I’ve been doing a lot of research recently about teaching English in China. Clearly, this isn’t exactly Asian Americans in Media, but it has made me think about Chinese – American relations, and how those are shaping the opportunities available to me and the reception I’m supposed to expect in China.
Recently, the Chinese Ministry of Education decreed that all English language classes have a foreign, native English speaker to help the students master pronunciation and idiom. Apparently, there is significant tension between the Chinese school administrators and the imported native speakers. They see the decree as intrusive, and are not as friendly towards these new hires as they otherwise might be. The students themselves are largely nonplussed as well. Most will stay in China, and rarely, if ever, speak English again. For the blithe American, these jobs might seem fun and interesting, but the resentment is more than superficial.
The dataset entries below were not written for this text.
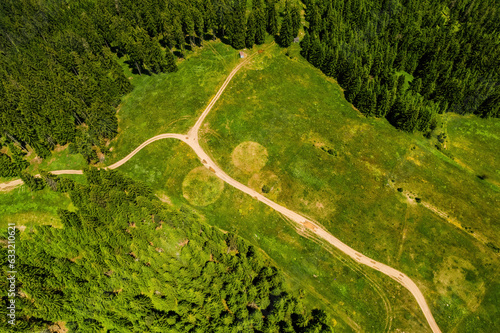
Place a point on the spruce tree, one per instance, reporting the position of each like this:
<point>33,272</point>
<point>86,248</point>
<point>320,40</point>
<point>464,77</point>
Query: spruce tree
<point>286,33</point>
<point>272,18</point>
<point>296,24</point>
<point>259,11</point>
<point>250,34</point>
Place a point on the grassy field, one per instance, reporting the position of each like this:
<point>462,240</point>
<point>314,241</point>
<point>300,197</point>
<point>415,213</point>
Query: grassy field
<point>171,103</point>
<point>343,170</point>
<point>285,129</point>
<point>331,281</point>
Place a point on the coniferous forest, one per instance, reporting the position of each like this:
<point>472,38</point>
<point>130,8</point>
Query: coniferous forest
<point>60,79</point>
<point>450,47</point>
<point>126,262</point>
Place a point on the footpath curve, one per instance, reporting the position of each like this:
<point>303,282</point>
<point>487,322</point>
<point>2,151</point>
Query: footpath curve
<point>191,139</point>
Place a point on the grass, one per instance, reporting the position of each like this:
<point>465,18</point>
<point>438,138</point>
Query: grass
<point>473,143</point>
<point>26,208</point>
<point>328,162</point>
<point>249,157</point>
<point>331,282</point>
<point>202,187</point>
<point>171,103</point>
<point>343,170</point>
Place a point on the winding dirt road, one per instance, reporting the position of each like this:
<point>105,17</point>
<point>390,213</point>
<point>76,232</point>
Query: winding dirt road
<point>191,139</point>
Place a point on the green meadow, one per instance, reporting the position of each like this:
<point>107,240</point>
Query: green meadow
<point>343,170</point>
<point>285,129</point>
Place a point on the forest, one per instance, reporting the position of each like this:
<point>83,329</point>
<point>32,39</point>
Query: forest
<point>61,77</point>
<point>126,262</point>
<point>60,73</point>
<point>450,48</point>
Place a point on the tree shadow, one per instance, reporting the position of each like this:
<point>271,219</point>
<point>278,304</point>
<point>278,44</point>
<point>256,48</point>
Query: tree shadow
<point>132,66</point>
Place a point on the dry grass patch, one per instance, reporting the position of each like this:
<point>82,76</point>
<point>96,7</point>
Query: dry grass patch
<point>201,187</point>
<point>250,157</point>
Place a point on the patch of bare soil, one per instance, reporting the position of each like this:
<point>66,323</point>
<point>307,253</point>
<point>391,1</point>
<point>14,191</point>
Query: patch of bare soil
<point>309,225</point>
<point>165,199</point>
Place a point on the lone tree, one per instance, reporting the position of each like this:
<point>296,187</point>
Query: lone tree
<point>286,32</point>
<point>250,34</point>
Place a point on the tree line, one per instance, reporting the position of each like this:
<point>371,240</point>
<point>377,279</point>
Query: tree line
<point>451,49</point>
<point>61,77</point>
<point>125,262</point>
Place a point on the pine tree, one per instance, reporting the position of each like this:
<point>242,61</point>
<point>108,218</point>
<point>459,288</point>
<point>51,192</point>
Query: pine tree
<point>237,31</point>
<point>272,18</point>
<point>296,24</point>
<point>250,34</point>
<point>260,22</point>
<point>286,33</point>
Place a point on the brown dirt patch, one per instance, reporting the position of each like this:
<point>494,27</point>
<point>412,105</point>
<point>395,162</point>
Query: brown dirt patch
<point>309,226</point>
<point>249,157</point>
<point>164,198</point>
<point>266,183</point>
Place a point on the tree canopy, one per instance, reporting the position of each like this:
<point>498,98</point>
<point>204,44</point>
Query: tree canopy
<point>126,262</point>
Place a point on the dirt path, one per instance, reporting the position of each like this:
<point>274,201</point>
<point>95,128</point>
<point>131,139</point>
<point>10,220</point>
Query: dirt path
<point>191,139</point>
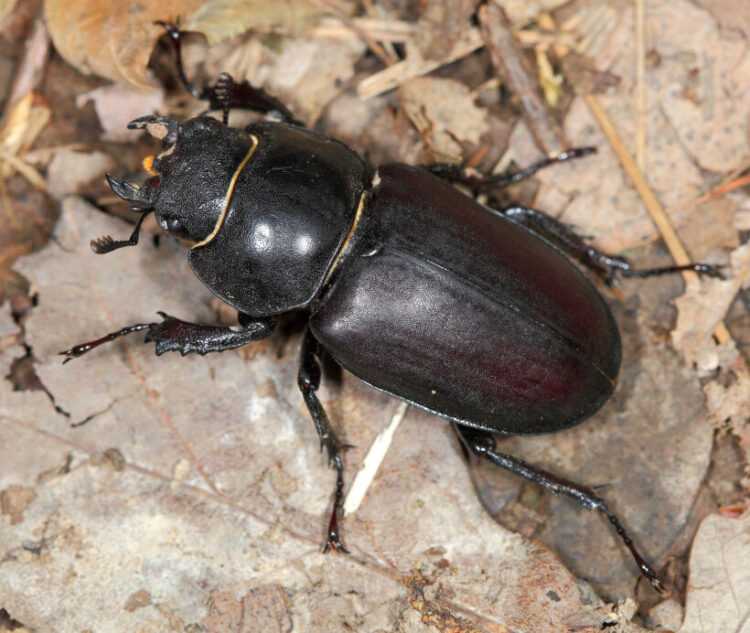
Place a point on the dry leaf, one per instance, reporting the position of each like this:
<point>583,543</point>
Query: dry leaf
<point>117,105</point>
<point>442,24</point>
<point>703,306</point>
<point>444,112</point>
<point>521,12</point>
<point>6,6</point>
<point>70,170</point>
<point>718,593</point>
<point>112,39</point>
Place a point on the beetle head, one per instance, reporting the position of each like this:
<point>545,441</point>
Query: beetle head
<point>190,176</point>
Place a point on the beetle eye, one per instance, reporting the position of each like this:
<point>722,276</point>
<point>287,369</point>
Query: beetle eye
<point>176,228</point>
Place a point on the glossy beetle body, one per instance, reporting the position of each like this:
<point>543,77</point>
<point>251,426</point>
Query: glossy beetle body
<point>453,307</point>
<point>411,285</point>
<point>475,314</point>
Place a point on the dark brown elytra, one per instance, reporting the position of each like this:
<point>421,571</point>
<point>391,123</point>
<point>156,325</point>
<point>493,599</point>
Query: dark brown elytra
<point>475,314</point>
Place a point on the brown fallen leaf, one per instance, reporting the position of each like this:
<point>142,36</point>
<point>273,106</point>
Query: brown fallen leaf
<point>112,39</point>
<point>221,20</point>
<point>222,489</point>
<point>703,306</point>
<point>718,594</point>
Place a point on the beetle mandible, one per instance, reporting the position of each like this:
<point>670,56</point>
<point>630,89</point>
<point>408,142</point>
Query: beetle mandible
<point>475,314</point>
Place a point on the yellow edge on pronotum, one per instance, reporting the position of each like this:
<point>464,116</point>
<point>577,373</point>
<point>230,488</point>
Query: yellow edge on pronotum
<point>345,244</point>
<point>230,193</point>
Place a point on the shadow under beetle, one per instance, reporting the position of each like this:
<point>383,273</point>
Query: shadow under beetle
<point>472,313</point>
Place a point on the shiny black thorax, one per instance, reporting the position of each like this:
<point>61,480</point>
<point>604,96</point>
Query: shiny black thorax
<point>292,206</point>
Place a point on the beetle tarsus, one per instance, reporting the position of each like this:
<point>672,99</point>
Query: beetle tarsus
<point>175,335</point>
<point>481,444</point>
<point>607,267</point>
<point>106,244</point>
<point>614,266</point>
<point>226,93</point>
<point>309,381</point>
<point>457,173</point>
<point>79,350</point>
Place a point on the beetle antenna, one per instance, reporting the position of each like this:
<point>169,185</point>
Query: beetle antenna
<point>106,244</point>
<point>83,348</point>
<point>174,33</point>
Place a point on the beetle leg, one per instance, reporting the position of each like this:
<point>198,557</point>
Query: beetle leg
<point>482,444</point>
<point>309,381</point>
<point>608,267</point>
<point>106,244</point>
<point>174,335</point>
<point>456,173</point>
<point>227,94</point>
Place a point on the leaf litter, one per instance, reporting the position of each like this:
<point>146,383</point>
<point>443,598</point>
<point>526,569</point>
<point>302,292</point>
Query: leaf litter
<point>159,470</point>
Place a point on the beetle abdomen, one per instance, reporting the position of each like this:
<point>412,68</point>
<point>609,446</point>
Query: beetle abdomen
<point>294,203</point>
<point>467,314</point>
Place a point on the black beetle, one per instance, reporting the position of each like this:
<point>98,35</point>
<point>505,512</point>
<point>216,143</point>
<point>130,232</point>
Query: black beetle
<point>474,314</point>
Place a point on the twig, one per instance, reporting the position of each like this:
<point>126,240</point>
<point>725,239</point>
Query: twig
<point>371,462</point>
<point>510,62</point>
<point>654,207</point>
<point>31,67</point>
<point>416,66</point>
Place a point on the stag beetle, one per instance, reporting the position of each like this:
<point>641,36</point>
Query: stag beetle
<point>471,313</point>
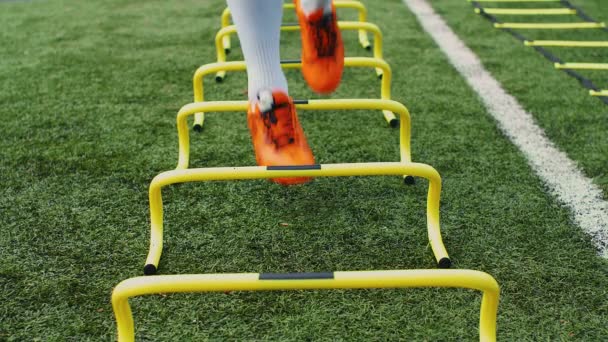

Returning to Asian – American relations, this poses an interesting new mess to sort out: until now, we have only discussed White – on -Asian mistreatment, but now we have a forum for discussing prejudices working the other way. In China, do they teach American-Asians in Media courses? Is George Bush:Evil Americans as Fu Manchu:Evil Chinese?
If I get the job, I’ll probably get a chance to tackle the problem myself, but I wanted to present the problem as a new angle on immigrant model minorities in a way that references themes and trends we’ve discussed in class.